# Pompano location



## dlugibihl (Feb 17, 2017)

I was at a seminar lead by Pompano Rich Wednesday. He told us that the fish will move if the water temp. changes a degree or 2. 
I fish south of the Sebastian inlet.....slow the past few days......are there any fish being caught close by??


----------



## Fatback (Aug 6, 2003)

Hey man, I try to pay attention to where the Pompano are. I got some decent info that they were thick in the Fort Pierce area last week. Water temps are higher than normal, suspect they will be heading north early this year.


----------



## BPReeds (Jan 11, 2013)

here we are a month later...they do move.....we are not finding many this time of year,,,,two years ago they were think in mid march......the water temps have been warmer this year and the crabs are now a problem.....but...you can still pick up a few here and there....or head further south then Fort pierce area......would like to catch them as they head north but when that will be, who knows.......................


----------



## iannerney (Mar 14, 2017)

There was a report last week in the Tampa Bay Times that pompano are starting to arrive in the Tampa area in abundance. I'm going fishing this weekend, so I'll try to target them using the method described in the article. I'll report back if I have any luck.


----------



## andypat (Jan 7, 2004)

These came from the Bridge pilings in the Tamps area this time of year. A few years ago using Silly Willy, or Doc's Jigs.












Wish I was there right now.


----------



## Fatback (Aug 6, 2003)

I've seen some recent reports that before the strong cold front the Pomps were starting to show in the St Augustine area. I would speculate the cold front stopped their migration northward and want continue till water temps rise.


----------



## iannerney (Mar 14, 2017)

Reporting back after some weekend fishing at Longboat Pass in Bradenton... 

Beautiful weekend, but not much biting mid-day.
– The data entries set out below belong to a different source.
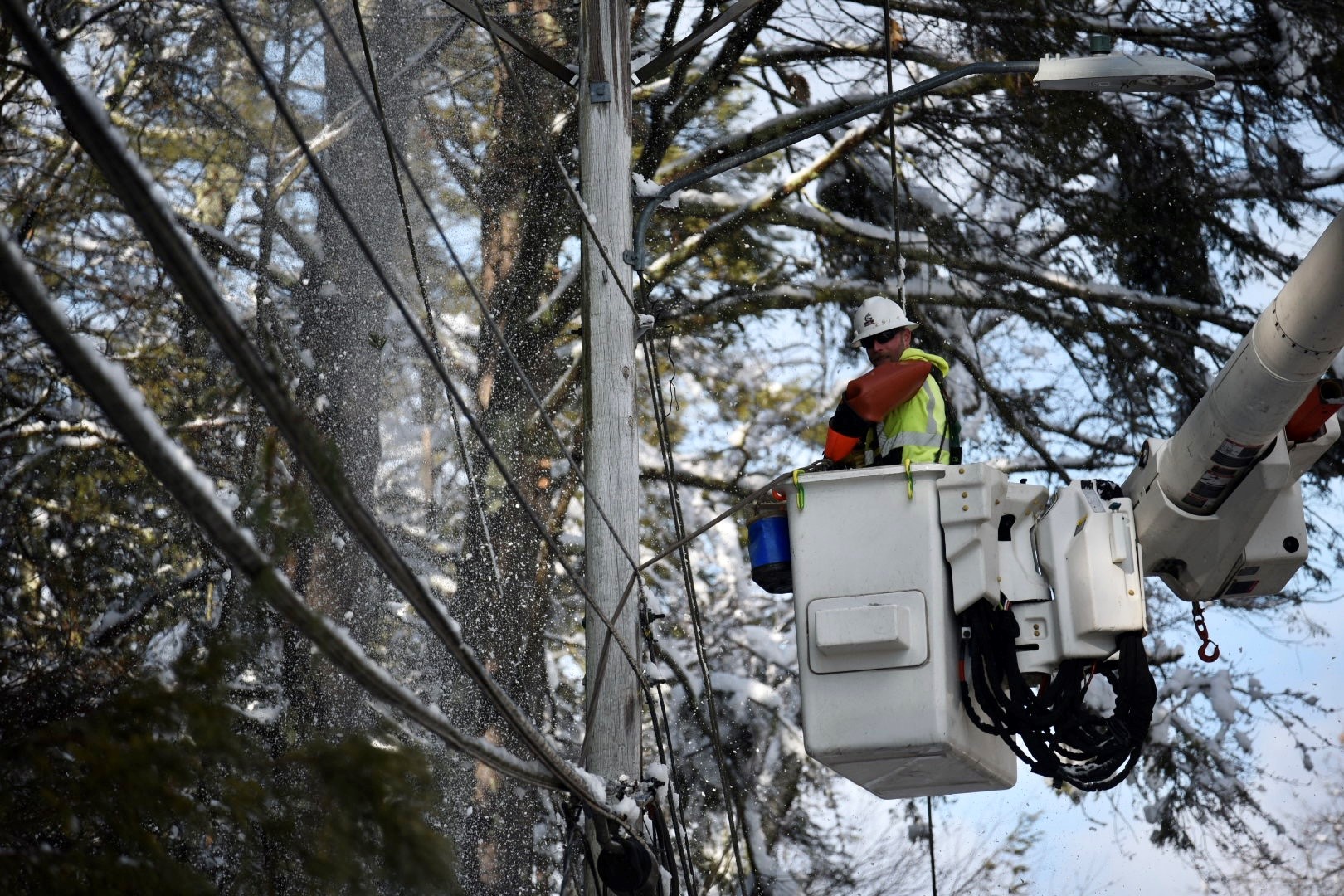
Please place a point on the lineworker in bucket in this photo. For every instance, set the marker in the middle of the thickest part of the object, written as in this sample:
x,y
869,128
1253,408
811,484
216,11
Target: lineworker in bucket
x,y
895,412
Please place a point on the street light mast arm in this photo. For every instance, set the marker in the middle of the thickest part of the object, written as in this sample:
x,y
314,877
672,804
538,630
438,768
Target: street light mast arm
x,y
639,260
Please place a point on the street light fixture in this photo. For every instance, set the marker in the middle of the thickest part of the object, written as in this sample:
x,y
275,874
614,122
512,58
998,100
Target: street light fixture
x,y
1098,73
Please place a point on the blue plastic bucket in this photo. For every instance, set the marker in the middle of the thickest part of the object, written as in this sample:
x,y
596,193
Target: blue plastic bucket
x,y
767,543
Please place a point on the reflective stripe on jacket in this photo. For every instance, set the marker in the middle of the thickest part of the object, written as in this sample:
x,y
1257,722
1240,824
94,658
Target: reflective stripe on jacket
x,y
916,431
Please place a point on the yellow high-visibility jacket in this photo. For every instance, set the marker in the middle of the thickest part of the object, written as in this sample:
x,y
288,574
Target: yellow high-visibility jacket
x,y
917,430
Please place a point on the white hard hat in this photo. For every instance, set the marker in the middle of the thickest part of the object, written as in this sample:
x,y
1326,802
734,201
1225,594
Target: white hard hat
x,y
875,316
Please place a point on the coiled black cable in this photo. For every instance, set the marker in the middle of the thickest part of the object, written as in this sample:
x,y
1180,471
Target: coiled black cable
x,y
1049,724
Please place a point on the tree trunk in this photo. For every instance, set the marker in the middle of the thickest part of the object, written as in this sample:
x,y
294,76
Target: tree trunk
x,y
524,219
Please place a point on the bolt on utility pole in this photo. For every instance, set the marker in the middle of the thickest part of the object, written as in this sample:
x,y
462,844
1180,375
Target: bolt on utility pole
x,y
611,720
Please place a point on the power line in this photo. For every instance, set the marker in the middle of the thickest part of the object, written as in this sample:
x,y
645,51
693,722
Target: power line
x,y
418,331
145,437
90,127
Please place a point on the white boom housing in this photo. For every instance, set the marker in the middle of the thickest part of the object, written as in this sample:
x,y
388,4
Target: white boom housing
x,y
1218,507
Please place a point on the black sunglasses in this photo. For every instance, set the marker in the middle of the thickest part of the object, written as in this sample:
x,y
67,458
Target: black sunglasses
x,y
879,338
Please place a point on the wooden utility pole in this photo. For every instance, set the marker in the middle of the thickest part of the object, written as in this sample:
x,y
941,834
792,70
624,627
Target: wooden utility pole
x,y
611,720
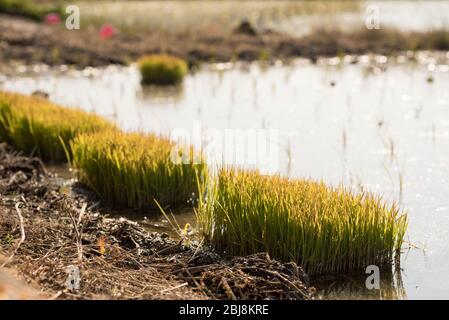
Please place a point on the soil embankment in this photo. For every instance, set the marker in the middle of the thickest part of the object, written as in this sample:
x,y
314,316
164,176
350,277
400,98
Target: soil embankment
x,y
116,258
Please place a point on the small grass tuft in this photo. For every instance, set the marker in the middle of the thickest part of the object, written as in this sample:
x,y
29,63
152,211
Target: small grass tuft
x,y
162,69
323,229
39,127
134,169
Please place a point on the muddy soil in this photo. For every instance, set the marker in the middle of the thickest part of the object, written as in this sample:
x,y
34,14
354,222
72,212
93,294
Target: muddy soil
x,y
27,42
45,235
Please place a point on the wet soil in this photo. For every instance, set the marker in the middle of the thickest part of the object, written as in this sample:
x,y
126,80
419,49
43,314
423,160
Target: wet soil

Early on I had a small fish, but it managed to get off before I could see what it was. I only saw one other angler catch a fish, and it was either a baby cobia or shark, but he was a ~40 yards away. 

I couldn't find a Doc's Goofy Jig, so I used a chartreuse Buccaneer Wiggler Jig that I found at Walmart. Some others nearby were using dropper rigs with live shrimp, or free-lining greenbacks and shrimp with not much success.

I might try another spot next weekend. I'll keep y'all posted once I find some pompano.


----------



## BPReeds (Jan 11, 2013)

we have the usual fish south....Jupiter.....for this time of year...but no reports of fish further north....just one here and there


----------



## sophiagrace77 (Sep 26, 2017)

I just went Pompano location before couple weeks for Tuna Fishing but I found nothing there. If I was aware I couldn't move at Pompano location.


----------



## BPReeds (Jan 11, 2013)

water quality has been poor.....didn't get out this month at all!.....sucks......waiting for a break in the winds


----------